There are so many great resources out there to learn data science and analysis for free. Over the last year I have read quite a few data science books and I wanted to share some of the best here. If you are studying, or practicing data science, and haven’t read these books I really think they are worth adding to your reading list for 2019. Below is a list of the top 10 I have found most useful to me over the last few years that are currently available online.
Automate the boring stuff
I really love this book it is a simple introduction to getting started with python from a practical point of view. Although not a specifically data science related book it includes most of the basic concepts around using python for data science. Including flow control, functions, web scraping, working with csv and json files, and running programs. It is very much aimed at absolute beginners so a great book for getting started with python. As well as step by step instructions for each technique, at the end of each chapter there are also practice questions and problems.
Data science at the command line
I started using python for data analysis purely in Jupyter Notebooks. However, over time I found that using the command line enabled me to be much more efficient in my work. For example I can very quickly obtain data, run programs and search through files all by typing commands and pressing enter in the terminal window. This book is a highly accessible and comprehensive guide to data science at the command line. In each chapter it covers, alongside working examples, how to obtain, clean, explore, model and interpret data via the command line.
Think Stats 2e
by Allen B. Downey. Download this book in PDF. Code examples and solutions are available from this GitHub repository…

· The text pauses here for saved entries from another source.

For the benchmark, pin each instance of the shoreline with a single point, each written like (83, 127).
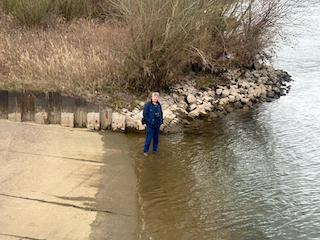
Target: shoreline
(185, 102)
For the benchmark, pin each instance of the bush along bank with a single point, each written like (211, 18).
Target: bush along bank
(242, 90)
(185, 102)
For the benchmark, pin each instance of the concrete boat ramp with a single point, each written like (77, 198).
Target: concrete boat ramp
(63, 183)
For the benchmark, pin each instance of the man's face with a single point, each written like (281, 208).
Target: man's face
(155, 98)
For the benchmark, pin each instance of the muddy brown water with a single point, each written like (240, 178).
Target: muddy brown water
(249, 176)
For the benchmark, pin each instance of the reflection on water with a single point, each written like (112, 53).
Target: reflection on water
(252, 175)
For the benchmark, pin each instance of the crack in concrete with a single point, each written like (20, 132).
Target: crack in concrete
(20, 237)
(55, 156)
(66, 205)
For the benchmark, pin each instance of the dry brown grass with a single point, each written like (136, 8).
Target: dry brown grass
(74, 58)
(148, 45)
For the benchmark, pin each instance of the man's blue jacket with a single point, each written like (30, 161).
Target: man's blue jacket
(153, 114)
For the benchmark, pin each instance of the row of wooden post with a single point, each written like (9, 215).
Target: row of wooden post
(53, 108)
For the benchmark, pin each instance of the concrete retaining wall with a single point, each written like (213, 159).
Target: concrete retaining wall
(53, 108)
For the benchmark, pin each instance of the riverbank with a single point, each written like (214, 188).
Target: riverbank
(62, 183)
(197, 97)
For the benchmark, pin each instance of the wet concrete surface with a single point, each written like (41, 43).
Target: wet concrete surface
(62, 183)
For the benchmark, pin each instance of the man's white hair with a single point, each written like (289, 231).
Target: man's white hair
(155, 94)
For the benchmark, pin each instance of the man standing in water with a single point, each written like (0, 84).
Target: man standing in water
(153, 117)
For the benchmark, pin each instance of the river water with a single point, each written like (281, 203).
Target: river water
(250, 176)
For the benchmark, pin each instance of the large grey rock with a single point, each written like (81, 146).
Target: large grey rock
(134, 122)
(118, 122)
(219, 91)
(106, 118)
(67, 119)
(232, 98)
(225, 93)
(41, 117)
(93, 120)
(194, 114)
(191, 99)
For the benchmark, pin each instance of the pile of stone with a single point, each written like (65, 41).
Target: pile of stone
(242, 90)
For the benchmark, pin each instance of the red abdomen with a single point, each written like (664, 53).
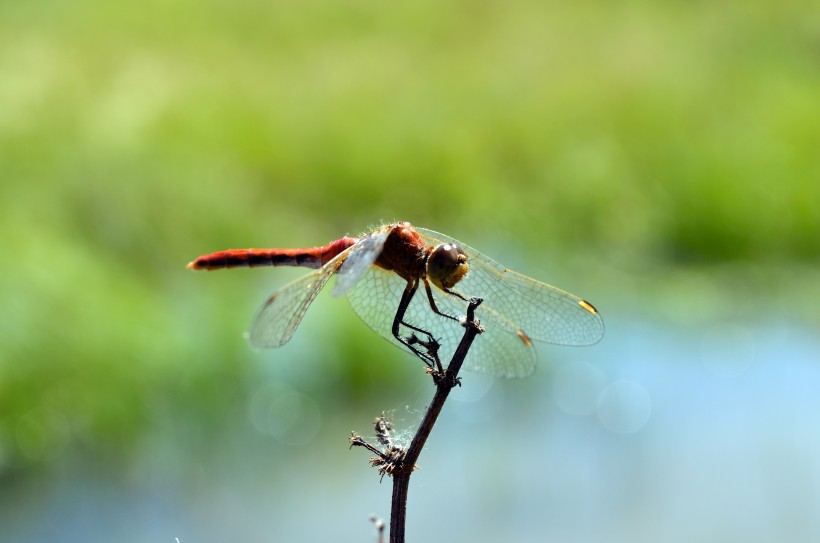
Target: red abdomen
(314, 257)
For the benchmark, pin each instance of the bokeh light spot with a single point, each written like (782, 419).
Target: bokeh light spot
(284, 413)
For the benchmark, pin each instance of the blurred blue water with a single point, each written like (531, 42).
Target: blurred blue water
(656, 434)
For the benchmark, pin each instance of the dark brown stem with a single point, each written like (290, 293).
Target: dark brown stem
(444, 383)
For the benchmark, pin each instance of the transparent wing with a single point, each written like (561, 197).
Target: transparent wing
(281, 314)
(375, 298)
(362, 257)
(527, 308)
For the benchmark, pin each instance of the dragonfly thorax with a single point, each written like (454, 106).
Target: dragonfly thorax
(446, 265)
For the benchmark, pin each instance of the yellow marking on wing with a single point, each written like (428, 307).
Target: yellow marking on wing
(524, 337)
(588, 306)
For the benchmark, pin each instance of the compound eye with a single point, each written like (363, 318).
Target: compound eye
(447, 265)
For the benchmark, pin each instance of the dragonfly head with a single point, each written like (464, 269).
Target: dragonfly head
(447, 265)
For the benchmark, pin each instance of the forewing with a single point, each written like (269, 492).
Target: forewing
(281, 314)
(361, 259)
(523, 306)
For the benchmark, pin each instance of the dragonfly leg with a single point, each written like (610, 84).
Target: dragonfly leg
(430, 345)
(433, 302)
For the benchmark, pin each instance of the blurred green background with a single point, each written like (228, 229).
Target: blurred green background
(657, 158)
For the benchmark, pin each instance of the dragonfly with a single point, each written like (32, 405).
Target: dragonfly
(380, 274)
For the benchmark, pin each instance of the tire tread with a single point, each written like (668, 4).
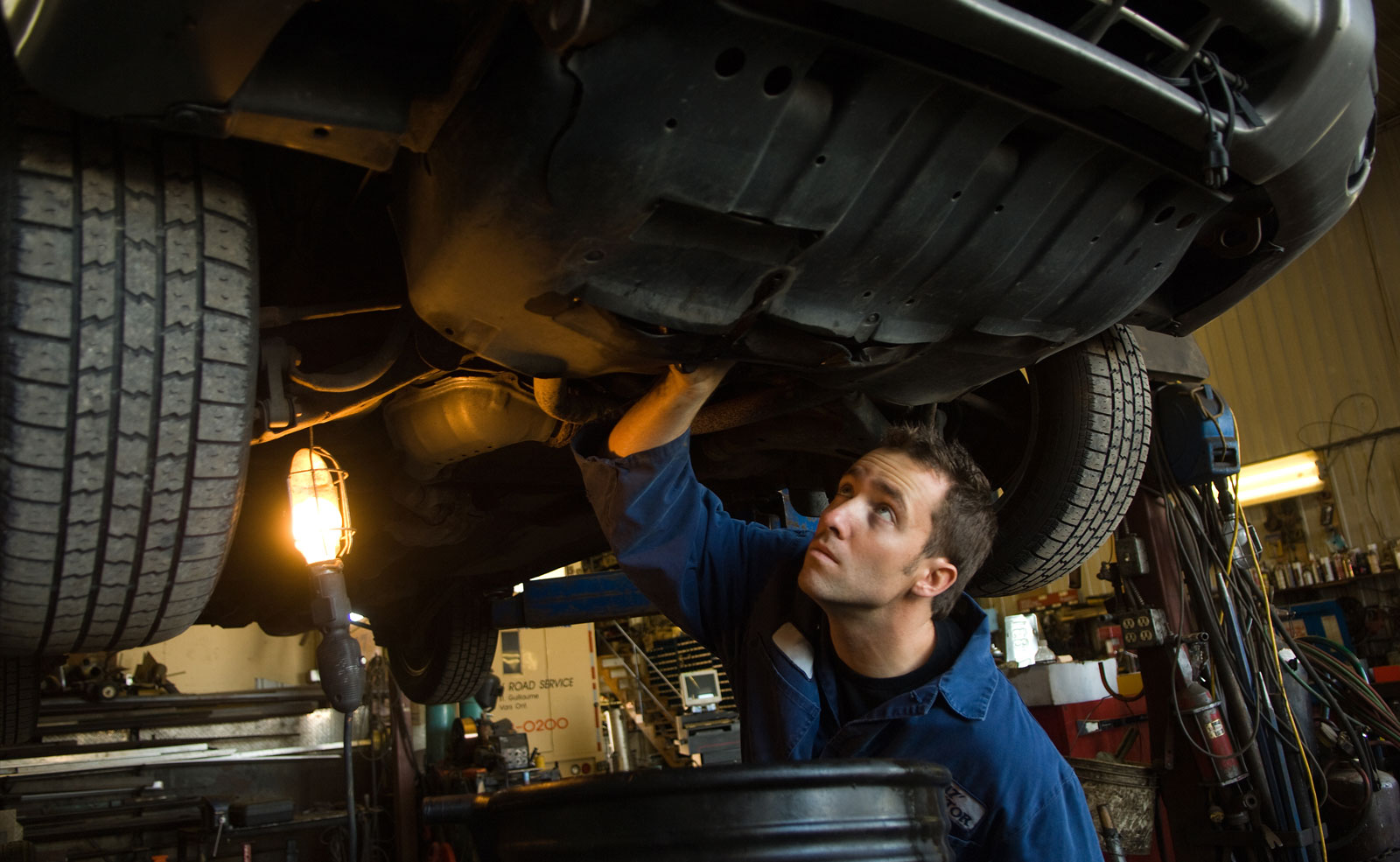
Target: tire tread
(105, 322)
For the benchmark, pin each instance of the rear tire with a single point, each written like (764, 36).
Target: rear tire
(443, 656)
(126, 299)
(18, 700)
(1091, 423)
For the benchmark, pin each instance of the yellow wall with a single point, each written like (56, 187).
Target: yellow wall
(1316, 352)
(230, 659)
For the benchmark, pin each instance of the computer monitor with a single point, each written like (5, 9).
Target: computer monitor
(700, 687)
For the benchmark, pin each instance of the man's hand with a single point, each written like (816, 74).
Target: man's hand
(667, 411)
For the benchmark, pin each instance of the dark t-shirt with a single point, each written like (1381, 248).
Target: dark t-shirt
(858, 694)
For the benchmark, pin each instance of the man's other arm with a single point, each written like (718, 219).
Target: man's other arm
(667, 410)
(672, 536)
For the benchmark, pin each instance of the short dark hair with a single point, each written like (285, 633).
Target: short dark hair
(966, 522)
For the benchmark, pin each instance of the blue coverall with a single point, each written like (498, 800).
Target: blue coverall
(732, 586)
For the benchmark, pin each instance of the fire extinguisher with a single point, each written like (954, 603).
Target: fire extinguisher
(1197, 705)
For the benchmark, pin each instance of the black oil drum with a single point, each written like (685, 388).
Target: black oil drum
(864, 810)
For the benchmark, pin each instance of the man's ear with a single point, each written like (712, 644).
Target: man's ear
(935, 577)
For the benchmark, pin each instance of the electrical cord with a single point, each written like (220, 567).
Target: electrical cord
(1264, 593)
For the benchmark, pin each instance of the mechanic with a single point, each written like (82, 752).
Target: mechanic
(856, 641)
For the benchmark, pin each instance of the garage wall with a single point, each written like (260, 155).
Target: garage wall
(207, 658)
(1315, 355)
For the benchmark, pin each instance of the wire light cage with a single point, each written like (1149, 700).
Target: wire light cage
(319, 506)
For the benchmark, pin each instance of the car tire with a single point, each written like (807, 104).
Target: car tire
(443, 658)
(18, 700)
(1089, 429)
(128, 294)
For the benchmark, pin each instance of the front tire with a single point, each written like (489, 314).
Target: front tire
(126, 312)
(1082, 441)
(443, 655)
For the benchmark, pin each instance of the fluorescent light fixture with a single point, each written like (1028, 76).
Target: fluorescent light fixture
(1287, 476)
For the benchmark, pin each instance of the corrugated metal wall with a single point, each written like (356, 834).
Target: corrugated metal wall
(1313, 355)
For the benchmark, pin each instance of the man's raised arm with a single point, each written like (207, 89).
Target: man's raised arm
(667, 410)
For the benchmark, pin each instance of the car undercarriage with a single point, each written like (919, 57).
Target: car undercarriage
(438, 238)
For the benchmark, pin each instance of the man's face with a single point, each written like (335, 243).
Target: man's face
(867, 551)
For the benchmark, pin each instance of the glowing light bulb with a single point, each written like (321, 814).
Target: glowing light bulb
(319, 518)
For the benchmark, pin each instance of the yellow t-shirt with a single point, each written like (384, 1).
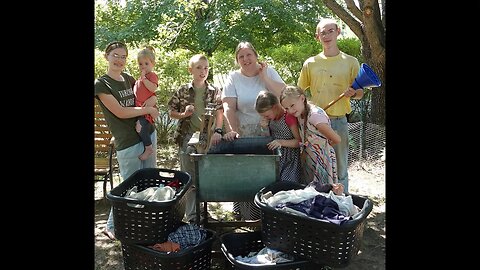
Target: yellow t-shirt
(327, 78)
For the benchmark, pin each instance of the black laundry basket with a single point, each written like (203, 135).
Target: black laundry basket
(241, 244)
(319, 241)
(144, 222)
(199, 257)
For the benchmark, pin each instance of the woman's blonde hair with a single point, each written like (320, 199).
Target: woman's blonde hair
(148, 52)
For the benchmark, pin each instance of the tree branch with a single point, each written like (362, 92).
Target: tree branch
(353, 23)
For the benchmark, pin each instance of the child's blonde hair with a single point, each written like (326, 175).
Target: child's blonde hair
(148, 52)
(244, 45)
(291, 91)
(195, 59)
(265, 101)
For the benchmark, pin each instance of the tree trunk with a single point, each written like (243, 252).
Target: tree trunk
(367, 22)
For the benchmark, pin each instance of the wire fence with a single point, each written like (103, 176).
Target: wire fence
(366, 142)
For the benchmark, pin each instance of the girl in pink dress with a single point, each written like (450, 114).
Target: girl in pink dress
(318, 138)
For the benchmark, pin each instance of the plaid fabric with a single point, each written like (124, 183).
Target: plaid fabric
(188, 235)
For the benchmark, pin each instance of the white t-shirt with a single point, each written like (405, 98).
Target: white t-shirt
(245, 90)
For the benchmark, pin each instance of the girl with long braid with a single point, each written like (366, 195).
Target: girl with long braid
(318, 138)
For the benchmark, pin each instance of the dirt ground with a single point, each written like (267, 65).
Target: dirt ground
(365, 179)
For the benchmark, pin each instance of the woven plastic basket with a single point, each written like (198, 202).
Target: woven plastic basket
(144, 222)
(139, 257)
(241, 244)
(319, 241)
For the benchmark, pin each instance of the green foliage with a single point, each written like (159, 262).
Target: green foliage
(222, 62)
(289, 59)
(207, 25)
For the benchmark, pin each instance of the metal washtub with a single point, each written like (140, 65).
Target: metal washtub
(235, 171)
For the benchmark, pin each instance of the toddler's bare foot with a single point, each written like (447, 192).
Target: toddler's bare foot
(146, 153)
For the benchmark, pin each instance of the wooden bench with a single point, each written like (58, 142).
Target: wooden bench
(105, 162)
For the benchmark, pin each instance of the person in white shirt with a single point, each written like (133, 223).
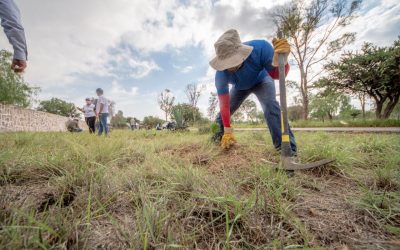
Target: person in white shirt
(102, 111)
(90, 114)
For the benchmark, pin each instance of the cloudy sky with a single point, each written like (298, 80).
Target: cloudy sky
(134, 49)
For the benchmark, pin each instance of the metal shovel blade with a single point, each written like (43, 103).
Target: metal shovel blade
(289, 164)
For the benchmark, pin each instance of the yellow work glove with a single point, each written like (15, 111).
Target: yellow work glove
(281, 46)
(228, 140)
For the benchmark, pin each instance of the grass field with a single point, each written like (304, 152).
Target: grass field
(165, 190)
(333, 123)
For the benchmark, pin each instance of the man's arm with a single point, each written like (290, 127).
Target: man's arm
(221, 84)
(267, 59)
(101, 108)
(11, 23)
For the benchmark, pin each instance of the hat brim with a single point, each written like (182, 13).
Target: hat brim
(243, 52)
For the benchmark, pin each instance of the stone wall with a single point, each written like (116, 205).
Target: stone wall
(20, 119)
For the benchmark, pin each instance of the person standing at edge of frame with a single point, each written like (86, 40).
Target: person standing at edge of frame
(11, 22)
(102, 112)
(250, 67)
(90, 114)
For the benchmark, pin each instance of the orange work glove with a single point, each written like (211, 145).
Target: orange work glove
(281, 46)
(228, 140)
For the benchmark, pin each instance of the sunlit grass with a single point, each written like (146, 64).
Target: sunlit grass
(157, 190)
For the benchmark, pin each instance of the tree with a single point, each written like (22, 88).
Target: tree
(311, 27)
(373, 71)
(212, 106)
(249, 108)
(13, 89)
(328, 102)
(58, 107)
(151, 121)
(118, 120)
(193, 92)
(166, 101)
(260, 117)
(189, 113)
(295, 112)
(237, 116)
(396, 112)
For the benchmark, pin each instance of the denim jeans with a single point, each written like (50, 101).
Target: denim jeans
(266, 95)
(103, 123)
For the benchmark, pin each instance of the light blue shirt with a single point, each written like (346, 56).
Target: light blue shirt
(253, 70)
(11, 23)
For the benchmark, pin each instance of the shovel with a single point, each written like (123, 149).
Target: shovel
(287, 161)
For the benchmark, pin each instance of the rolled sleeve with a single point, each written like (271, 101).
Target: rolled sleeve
(11, 23)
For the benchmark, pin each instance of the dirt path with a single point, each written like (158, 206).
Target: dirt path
(337, 129)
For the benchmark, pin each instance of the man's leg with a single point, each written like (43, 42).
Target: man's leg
(87, 120)
(104, 117)
(266, 95)
(100, 124)
(92, 121)
(236, 98)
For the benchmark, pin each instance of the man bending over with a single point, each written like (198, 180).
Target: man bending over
(249, 67)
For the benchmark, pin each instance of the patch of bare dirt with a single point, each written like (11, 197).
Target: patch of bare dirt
(327, 211)
(238, 156)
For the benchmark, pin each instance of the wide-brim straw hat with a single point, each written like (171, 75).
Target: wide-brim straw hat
(230, 51)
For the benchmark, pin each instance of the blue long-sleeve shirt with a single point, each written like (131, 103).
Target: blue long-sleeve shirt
(254, 69)
(11, 23)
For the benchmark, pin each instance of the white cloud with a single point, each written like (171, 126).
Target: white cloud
(67, 39)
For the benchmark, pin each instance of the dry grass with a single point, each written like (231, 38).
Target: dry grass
(160, 190)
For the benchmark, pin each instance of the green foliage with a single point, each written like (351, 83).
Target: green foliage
(212, 105)
(13, 89)
(304, 22)
(374, 71)
(187, 113)
(58, 107)
(179, 113)
(166, 102)
(152, 121)
(144, 189)
(295, 112)
(249, 108)
(328, 102)
(119, 121)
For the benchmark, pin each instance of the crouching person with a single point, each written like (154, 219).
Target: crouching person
(102, 112)
(73, 125)
(90, 115)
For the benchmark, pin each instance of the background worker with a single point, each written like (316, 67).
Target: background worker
(73, 125)
(12, 25)
(90, 114)
(250, 68)
(102, 111)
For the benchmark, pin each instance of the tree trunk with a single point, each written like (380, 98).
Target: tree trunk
(389, 107)
(303, 91)
(361, 97)
(378, 111)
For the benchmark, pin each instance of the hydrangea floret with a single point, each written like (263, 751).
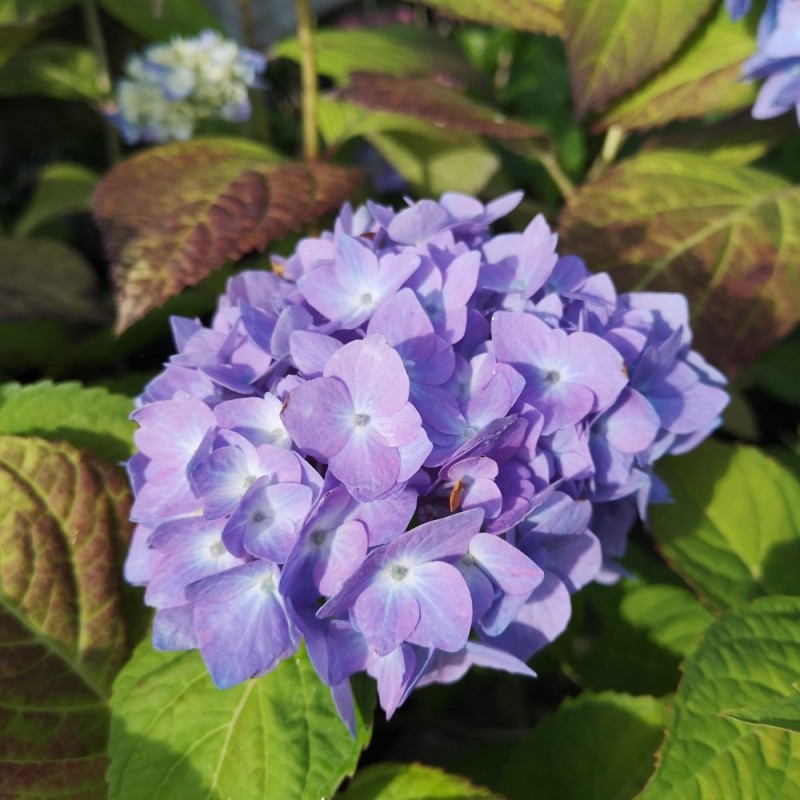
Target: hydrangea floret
(171, 87)
(777, 59)
(407, 446)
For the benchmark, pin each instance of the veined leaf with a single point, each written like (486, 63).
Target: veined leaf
(173, 213)
(174, 734)
(395, 50)
(613, 45)
(725, 236)
(537, 16)
(750, 657)
(63, 529)
(63, 188)
(734, 529)
(87, 417)
(412, 782)
(46, 279)
(595, 747)
(704, 78)
(443, 106)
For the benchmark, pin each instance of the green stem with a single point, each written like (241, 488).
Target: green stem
(308, 78)
(94, 33)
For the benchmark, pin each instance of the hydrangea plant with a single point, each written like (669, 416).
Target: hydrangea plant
(170, 88)
(408, 445)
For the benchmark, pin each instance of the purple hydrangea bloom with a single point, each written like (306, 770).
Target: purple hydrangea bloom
(409, 450)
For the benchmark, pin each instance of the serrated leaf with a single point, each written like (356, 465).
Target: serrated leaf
(172, 214)
(87, 417)
(782, 713)
(63, 188)
(595, 747)
(46, 279)
(443, 106)
(161, 20)
(438, 161)
(613, 45)
(734, 529)
(395, 50)
(65, 71)
(725, 236)
(174, 734)
(749, 657)
(739, 139)
(537, 16)
(704, 78)
(412, 782)
(63, 529)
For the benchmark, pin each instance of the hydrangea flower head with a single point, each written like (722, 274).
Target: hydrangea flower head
(170, 88)
(409, 450)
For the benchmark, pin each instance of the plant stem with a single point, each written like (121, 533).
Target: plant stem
(615, 138)
(94, 32)
(308, 77)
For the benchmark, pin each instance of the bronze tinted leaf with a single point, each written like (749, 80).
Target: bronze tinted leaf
(427, 99)
(46, 279)
(63, 527)
(726, 236)
(613, 45)
(538, 16)
(172, 214)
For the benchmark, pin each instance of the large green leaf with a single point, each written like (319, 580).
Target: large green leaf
(160, 19)
(438, 161)
(726, 236)
(396, 50)
(65, 71)
(174, 734)
(734, 529)
(613, 45)
(46, 279)
(172, 214)
(781, 713)
(538, 16)
(90, 418)
(704, 78)
(748, 658)
(411, 782)
(63, 528)
(63, 188)
(595, 747)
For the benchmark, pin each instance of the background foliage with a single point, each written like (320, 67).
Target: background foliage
(625, 122)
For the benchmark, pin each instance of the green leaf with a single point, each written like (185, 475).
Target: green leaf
(749, 658)
(438, 161)
(64, 71)
(161, 19)
(704, 78)
(89, 418)
(595, 747)
(412, 782)
(537, 16)
(734, 529)
(782, 713)
(443, 106)
(63, 530)
(395, 49)
(174, 734)
(172, 214)
(63, 188)
(613, 45)
(726, 236)
(46, 279)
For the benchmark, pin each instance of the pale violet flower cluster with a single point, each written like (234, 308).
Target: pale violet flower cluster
(407, 446)
(170, 88)
(777, 59)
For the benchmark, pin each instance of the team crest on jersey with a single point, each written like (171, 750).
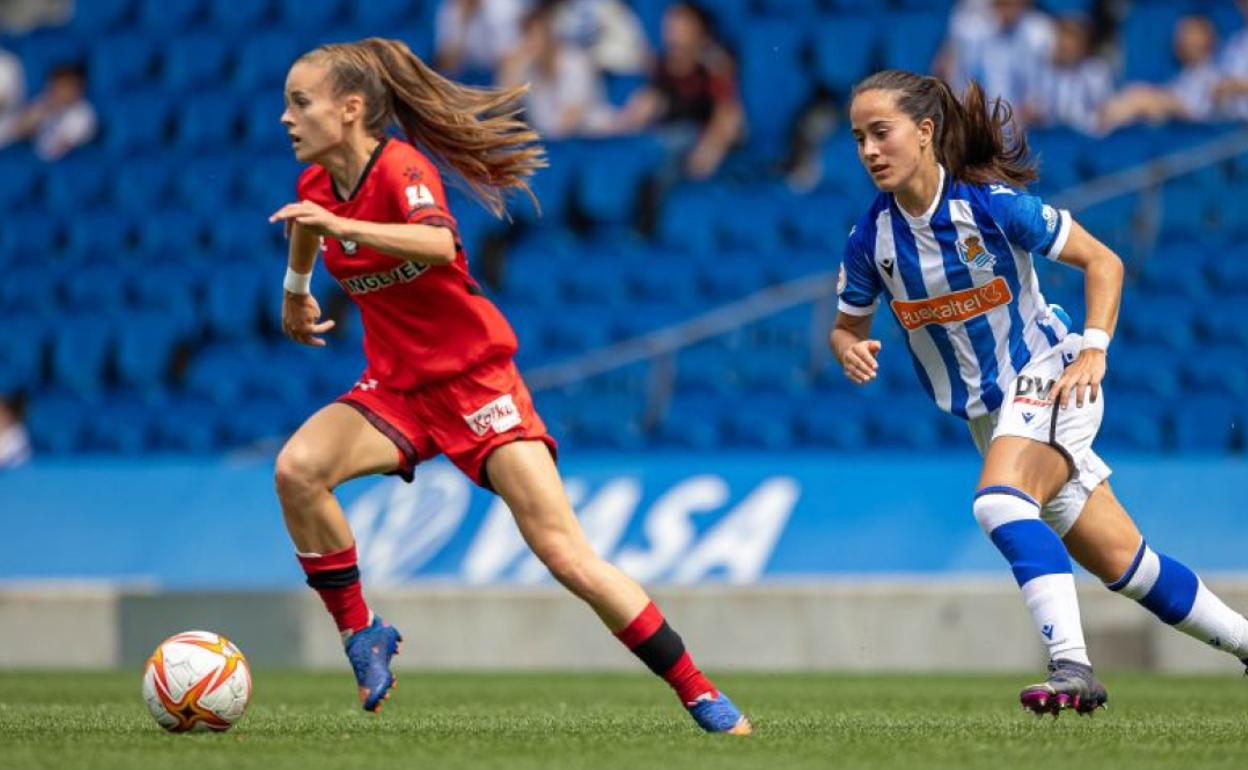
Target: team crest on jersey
(972, 253)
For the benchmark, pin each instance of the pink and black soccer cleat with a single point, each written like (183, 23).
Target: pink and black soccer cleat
(1070, 685)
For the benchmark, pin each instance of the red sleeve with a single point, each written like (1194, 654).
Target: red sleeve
(419, 194)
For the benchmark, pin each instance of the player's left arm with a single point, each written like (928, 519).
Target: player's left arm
(416, 242)
(1102, 286)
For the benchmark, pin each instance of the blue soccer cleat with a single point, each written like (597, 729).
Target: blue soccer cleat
(719, 714)
(1070, 685)
(370, 650)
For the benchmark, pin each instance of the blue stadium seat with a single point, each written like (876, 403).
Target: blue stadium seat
(78, 182)
(1218, 371)
(100, 230)
(1208, 424)
(187, 423)
(904, 428)
(1133, 423)
(231, 305)
(773, 85)
(206, 122)
(195, 61)
(1223, 323)
(262, 63)
(1145, 371)
(20, 174)
(145, 350)
(171, 20)
(258, 419)
(843, 49)
(382, 14)
(140, 184)
(80, 350)
(100, 16)
(58, 422)
(240, 16)
(765, 424)
(121, 423)
(21, 351)
(833, 419)
(30, 288)
(731, 277)
(690, 422)
(1146, 36)
(308, 15)
(207, 185)
(120, 63)
(610, 176)
(135, 121)
(912, 40)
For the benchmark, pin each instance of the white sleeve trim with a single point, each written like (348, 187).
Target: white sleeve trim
(853, 310)
(1063, 231)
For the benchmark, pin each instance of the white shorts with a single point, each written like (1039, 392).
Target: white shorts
(1070, 431)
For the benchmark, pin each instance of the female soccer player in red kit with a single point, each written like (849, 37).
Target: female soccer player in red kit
(439, 376)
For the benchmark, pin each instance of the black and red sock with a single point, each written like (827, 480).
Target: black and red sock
(663, 652)
(336, 577)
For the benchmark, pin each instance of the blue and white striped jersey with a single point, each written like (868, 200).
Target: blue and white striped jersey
(961, 282)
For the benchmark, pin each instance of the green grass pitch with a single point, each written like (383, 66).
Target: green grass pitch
(308, 720)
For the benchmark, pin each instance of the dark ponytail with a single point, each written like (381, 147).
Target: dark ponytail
(975, 144)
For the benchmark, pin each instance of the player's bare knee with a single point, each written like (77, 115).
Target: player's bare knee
(300, 473)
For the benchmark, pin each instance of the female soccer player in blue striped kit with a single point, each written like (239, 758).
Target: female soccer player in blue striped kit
(950, 241)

This is a really practical overview of statistics for data science. The book uses a data set from the National Institute of Health throughout to explain the core concepts in probability and statistics necessary for data science and analysis. This is another highly practical book, and includes lots of example python code, and simple programs to explain the concepts. This is much more lightweight than a lot of the more theoretical textbooks you may find on this subject, and I found this really suited my learning style.
Python data science handbook
This is a really comprehensive guide to python for data science. This builds from beginner to advanced concepts. There is a chapter on iPython which really made such a difference to my efficiency as a data science practitioner. This book also covers Numpy, data manipulation with Pandas, visualisation methods, and Machine Learning. The Machine Learning chapter in particular is really good, and covers both the practical implementation of the various libraries, and the nuts and bolts of how they work.
R for data science
R for Data Science
This book will teach you how to do data science with R: You'll learn how to get your data into R, get it into the most…
I mainly work in python but I still find it is really useful to have at least a working knowledge of R. I have often found that if a good library for a particular method is not available in python, R usually has one. This book is a really comprehensive guide to doing data science with R, and covers everything from data visualisation and transformation, to the R workflow, to data modelling.
Probabilistic Programming and Bayesian methods for hackers
aka "Bayesian Methods for Hackers": An introduction to Bayesian methods + probabilistic programming with a…
In the authors own words this book is an attempt to “bridge the gap between Bayesian mathematics and probabilistic programming”, and I believe it does this very well. As with Think Stats it moves away from heavily theoretical textbooks and offers practical use cases for Bayesian inference, and the approach is a computational understanding first, and a mathematical understanding second. It is another python based book with lots of practical examples, and uses predominately the PyMC libraries.
Machine learning yearning
Machine Learning Yearning
Free draft copy of Andrew Ng's book - Machine Learning Yearning!
This book has been released in draft by Andrew Ng this year. It is designed to teach data scientists how to structure Machine Learning projects, and set direction for a data science team. It is a good overview of when and how to use Machine Learning, and how to handle the complexities involved in implementing AI in the real world.
Ethics and data science
Ethics and Data Science
As the impact of data science continues to grow on society there is an increased need to discuss how data is…
There has been a lot in the news this year relating to bias in machine learning applications, and data protection and privacy concerns. I read this book as I wanted to ensure that I had the required knowledge to practice good data science. This book covers how to put ethical principles into data science projects. It includes a really good checklist to go through when designing a project as well as lots of suggestions for building ethics into a general data culture. Another resource released this year along very similar lines was the deon command line tool from drivendata.org. This tool allows you to build an ethics checklist into data science projects. This is definitely something I will be incorporating into my work in the new year.
This is an excellent book now available to read for free online. It covers applied maths for Machine Learning, and has a large emphasis on deep learning in particular. It covers the mathematics behind key concepts in deep learning such as convolutional networks, regularisation and recurrent and recursive nets. It is very much a theory based book but gives a deep level of understanding into the subject. It does also include chapters on the practical implementation of these techniques.
Rules for machine learning
This is really an ebook/paper and only about 24 pages long. However, I have to include it here as it is such a great resource and I found it by chance on twitter this year. This covers some best practices from Google in how to implement a machine learning project. It emphasises the importance of data engineering to create great features and a solid data pipeline over machine learning expertise.
These books have been really useful to me over the last couple of years, I am always amazed at the quantity and quality of free resources available online. I am sure that I will continue to refer back to these into 2019 and beyond, and hopefully find some more brilliant resources to share. Happy New Year!